Re: high throughput storage server?

Stan Hoeppner <stan@xxxxxxxxxxxxxxxxx> · Tue, 15 Feb 2011 06:29:12 -0600

Matt Garman put forth on 2/14/2011 5:59 PM:

> The requirement is basically this: around 40 to 50 compute machines
> act as basically an ad-hoc scientific compute/simulation/analysis
> cluster.  These machines all need access to a shared 20 TB pool of
> storage.  Each compute machine has a gigabit network connection, and
> it's possible that nearly every machine could simultaneously try to
> access a large (100 to 1000 MB) file in the storage pool.  In other
> words, a 20 TB file store with bandwidth upwards of 50 Gbps.

If your description of the requirement is accurate, then what you need is a
_reliable_ high performance NFS server backed by many large/fast spindles.

> I was wondering if anyone on the list has built something similar to
> this using off-the-shelf hardware (and Linux of course)?
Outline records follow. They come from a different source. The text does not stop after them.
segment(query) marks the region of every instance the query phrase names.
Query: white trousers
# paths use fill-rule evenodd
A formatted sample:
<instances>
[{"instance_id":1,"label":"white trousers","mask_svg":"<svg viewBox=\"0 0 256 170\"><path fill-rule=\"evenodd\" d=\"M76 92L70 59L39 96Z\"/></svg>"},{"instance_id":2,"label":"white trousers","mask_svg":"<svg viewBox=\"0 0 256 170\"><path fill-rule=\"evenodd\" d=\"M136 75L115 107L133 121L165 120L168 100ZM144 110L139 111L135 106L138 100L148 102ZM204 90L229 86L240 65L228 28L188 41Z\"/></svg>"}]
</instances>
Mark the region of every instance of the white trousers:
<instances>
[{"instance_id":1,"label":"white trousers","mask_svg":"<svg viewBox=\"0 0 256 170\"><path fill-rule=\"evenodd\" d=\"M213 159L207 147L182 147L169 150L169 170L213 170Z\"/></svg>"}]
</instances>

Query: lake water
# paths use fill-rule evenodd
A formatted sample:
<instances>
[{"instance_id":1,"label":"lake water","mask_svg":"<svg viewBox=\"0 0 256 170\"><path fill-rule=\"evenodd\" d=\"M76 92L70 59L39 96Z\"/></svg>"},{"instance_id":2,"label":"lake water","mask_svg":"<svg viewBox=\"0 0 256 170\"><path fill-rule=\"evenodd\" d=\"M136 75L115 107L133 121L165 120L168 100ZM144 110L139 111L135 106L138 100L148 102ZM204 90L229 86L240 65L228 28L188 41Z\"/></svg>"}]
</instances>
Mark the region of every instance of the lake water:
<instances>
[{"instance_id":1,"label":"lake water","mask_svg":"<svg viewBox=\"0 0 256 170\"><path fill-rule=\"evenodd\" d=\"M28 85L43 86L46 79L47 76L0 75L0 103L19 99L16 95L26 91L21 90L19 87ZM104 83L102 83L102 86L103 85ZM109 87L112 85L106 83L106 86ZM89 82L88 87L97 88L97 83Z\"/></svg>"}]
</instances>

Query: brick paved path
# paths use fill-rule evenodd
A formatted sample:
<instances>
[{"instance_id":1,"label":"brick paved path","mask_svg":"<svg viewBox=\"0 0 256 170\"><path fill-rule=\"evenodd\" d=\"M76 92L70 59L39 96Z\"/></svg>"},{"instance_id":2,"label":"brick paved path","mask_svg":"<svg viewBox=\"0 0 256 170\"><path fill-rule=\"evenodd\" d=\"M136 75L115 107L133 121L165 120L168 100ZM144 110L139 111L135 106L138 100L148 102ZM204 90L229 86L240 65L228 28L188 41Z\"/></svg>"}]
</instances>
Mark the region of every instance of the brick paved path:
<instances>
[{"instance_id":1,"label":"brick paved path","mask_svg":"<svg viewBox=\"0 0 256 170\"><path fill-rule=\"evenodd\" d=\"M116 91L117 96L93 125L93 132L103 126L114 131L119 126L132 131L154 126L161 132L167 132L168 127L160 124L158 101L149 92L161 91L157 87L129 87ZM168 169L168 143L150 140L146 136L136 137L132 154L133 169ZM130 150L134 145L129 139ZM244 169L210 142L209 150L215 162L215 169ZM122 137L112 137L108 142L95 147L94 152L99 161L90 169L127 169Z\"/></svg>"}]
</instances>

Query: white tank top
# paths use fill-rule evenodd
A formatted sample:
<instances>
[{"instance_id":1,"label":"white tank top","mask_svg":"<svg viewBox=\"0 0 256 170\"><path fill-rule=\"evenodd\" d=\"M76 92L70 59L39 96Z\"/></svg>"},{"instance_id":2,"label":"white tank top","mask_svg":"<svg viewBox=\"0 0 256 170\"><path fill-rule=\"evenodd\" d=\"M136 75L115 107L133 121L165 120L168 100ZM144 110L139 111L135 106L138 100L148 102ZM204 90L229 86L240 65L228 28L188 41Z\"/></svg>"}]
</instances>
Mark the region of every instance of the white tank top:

My thoughtful, considered, recommendation would be to stay away from a DIY build
for the requirement you describe, and stay away from mdraid as well, but not
because mdraid isn't up to the task.  I get the feeling you don't fully grasp
some of the consequences of a less than expert level mdraid admin being
responsible for such a system after it's in production.  If multiple drives are
kicked off line simultaneously (posts of such seem to occur multiple times/week
here), downing the array, are you capable of bringing it back online intact,
successfully, without outside assistance, in a short period of time?  If you
lose the entire array due to a typo'd mdadm parm, then what?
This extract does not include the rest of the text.